A bigger feat, he says, is being able to move fast enough to block a bullet. (Here, Wonder Woman’s abilities veer into the truly superhuman.) Suppose she sees the bullet coming at her from 30 meters away. By Allain’s calculation, she would have just 43 milliseconds to lift her hand to meet the bullet.
“And so during that time, she would have to take her arm, she would have to move it up, increase the speed and then decrease the speed over a distance of — I’m just going approximate — about one meter,” he says. “When you’re increasing the speed of this hand, that’s increasing the kinetic energy, so that takes energy,” he explains. “And if you do that in a short amount of time, then we can calculate the power. Power is change in energy over change in time.”
All told, he reckons it would take about 76,000 watts for Wonder Woman to raise her bracelets in time to stop a bullet. “And you can convert that to horsepower like a car, and that’s about 100 horsepower,” he says. “So, just to block, the power she would need to move her hands up in order to get that bullet in time, we’re talking like a car.”
Is swinging from building to building actually faster for Spider-Man than running on the ground?

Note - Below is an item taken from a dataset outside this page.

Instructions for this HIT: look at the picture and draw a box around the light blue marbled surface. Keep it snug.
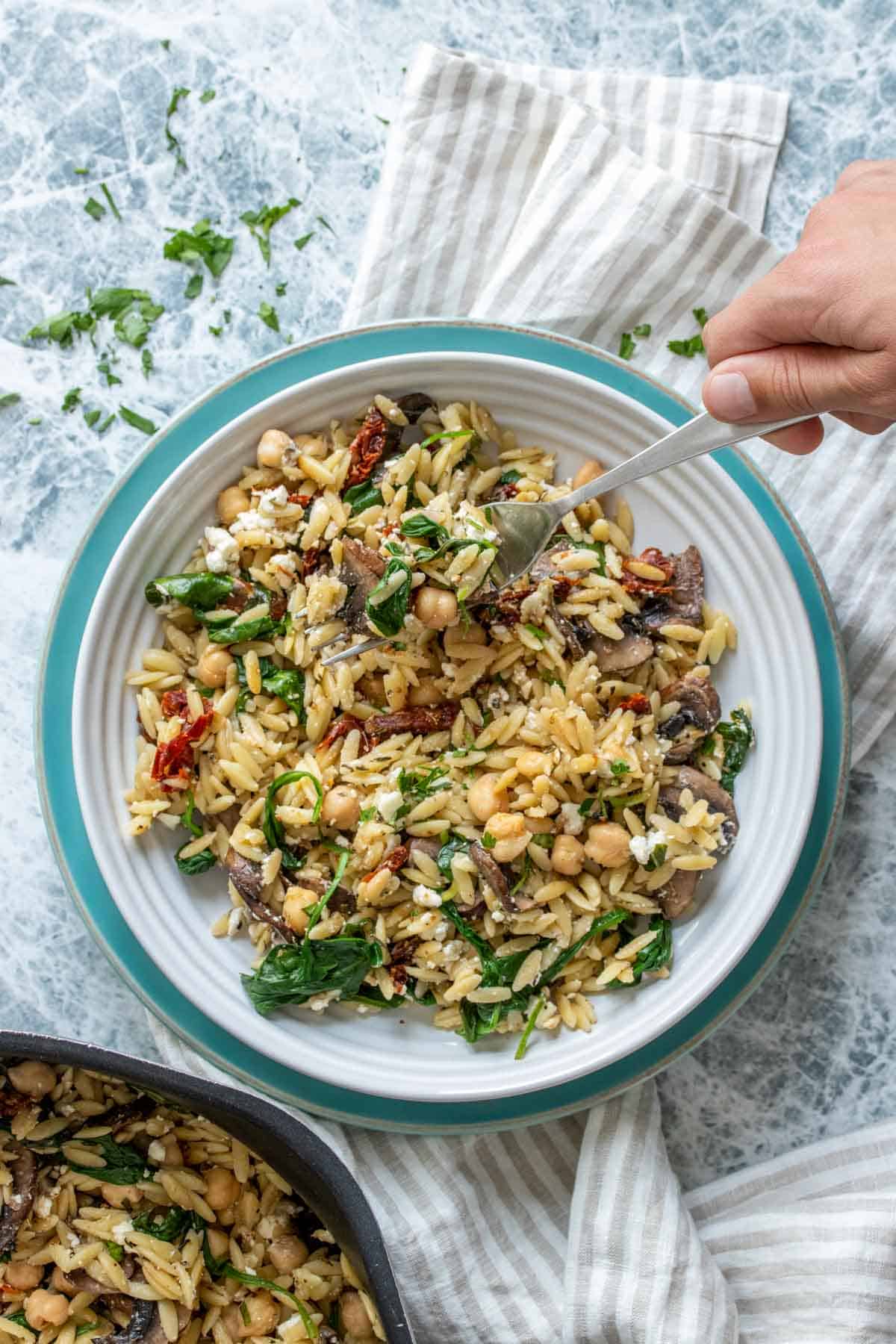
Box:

When Spider-Man swings from his webs, a pendulum is created where the superhero is “just like a mass on the end of the string,” Allain explains. As he swings down, “he increases in kinetic energy until he gets to the lowest point, and then he slows down going back up.”
By measuring the time it takes Spider-Man to swing between two points, you can calculate his average speed — but according to Allain, Spider-Man’s swing is a bit trickier than a Tarzan swing, for instance. Spider-Man isn’t just swinging from vine to vine, “He swings, and then lets go and flies through the air and then shoots another web,” Allain says. “So, it’s a little bit more complicated.” (See it at 0:20.)
So, the speed of Spider-Man’s swing depends on variables like the length of his web, and the angle that he starts with, Allain says. He estimates that with a 30-meter web and an angle of around 45 degrees, Spider-Man could move about 8 meters per second, or 18 miles per hour — which is within human sprinting speed, especially if you're Usain Bolt.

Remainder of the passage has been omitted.